Coronavirus effects may soon be contained in China

CHINA - Report 27 Feb 2020 by FAN Gang and Chunyang Wang

The coronavirus outbreak that began in late January was one of the most severe exogenous shocks in China’s recent history, especially since it overlapped with the Chinese New Year holiday, which involves the largest population migration in human history. As of February 26th, some 80,428 cases had been confirmed in China.

The Chinese government is using monetary and fiscal policies to boost the economy. On February 2nd, the People’s Bank of China pumped $174 billion into financial markets. As of this writing, the coronavirus has been largely contained, in terms of consistently lower numbers of new cases in China, due to the state’s strong capacity to enforce curfews, and because production is now being resumed. We are not as pessimistic as our peers, such as the Thomson Reuters aggregate survey, which forecasts 4.5% Q1 growth, as we expect to see at least 5% growth. We expect real estate, banking and transportation to be negatively affected, but believe the medical, infrastructure and health areas may be positively affected.

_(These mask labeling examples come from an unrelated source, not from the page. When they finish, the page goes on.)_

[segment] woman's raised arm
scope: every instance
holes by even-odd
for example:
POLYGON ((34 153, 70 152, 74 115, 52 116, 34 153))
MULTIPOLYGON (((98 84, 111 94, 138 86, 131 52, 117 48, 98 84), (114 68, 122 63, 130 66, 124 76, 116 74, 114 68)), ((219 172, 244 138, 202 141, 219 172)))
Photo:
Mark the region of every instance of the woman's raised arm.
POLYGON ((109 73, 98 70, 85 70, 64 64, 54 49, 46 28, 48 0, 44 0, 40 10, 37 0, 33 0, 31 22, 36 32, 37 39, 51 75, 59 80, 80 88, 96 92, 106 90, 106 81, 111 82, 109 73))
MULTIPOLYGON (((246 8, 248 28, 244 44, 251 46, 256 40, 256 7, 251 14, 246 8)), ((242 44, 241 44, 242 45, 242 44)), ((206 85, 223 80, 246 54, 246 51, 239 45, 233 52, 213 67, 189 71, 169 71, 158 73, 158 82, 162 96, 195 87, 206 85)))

Because of the long Chinese New Year holiday, the statistics bureau, as usual in January, only announced price and financial data. The coronavirus won’t have any real effect on the economy in January, but its impact will show up in February data.

CPI was up 5.4% y/y in January, and up 0.9 ppts from December 2019. We expect the coronavirus to have a larger effect on February data, and to contribute to a higher CPI.
Producer prices were basically stable in January. The ex-factory price of industrial goods was the same as last month, and was up 0.1% y/y, and up 0.6 ppts. PPI fell -0.3% y/y, up 1 ppts from December, and 0.2% m/m.

The coronavirus has not yet shown a significant effect on financial indicators, and the main financial indicators have so far been basically stable. At the end of January, M2 was up 8.4% y/y, and down 0.3 ppts from the end of December. But M1 growth was down 4.4 ppts. Loans from financial institutions were up 12.1% y/y, down 0.2 ppts from December.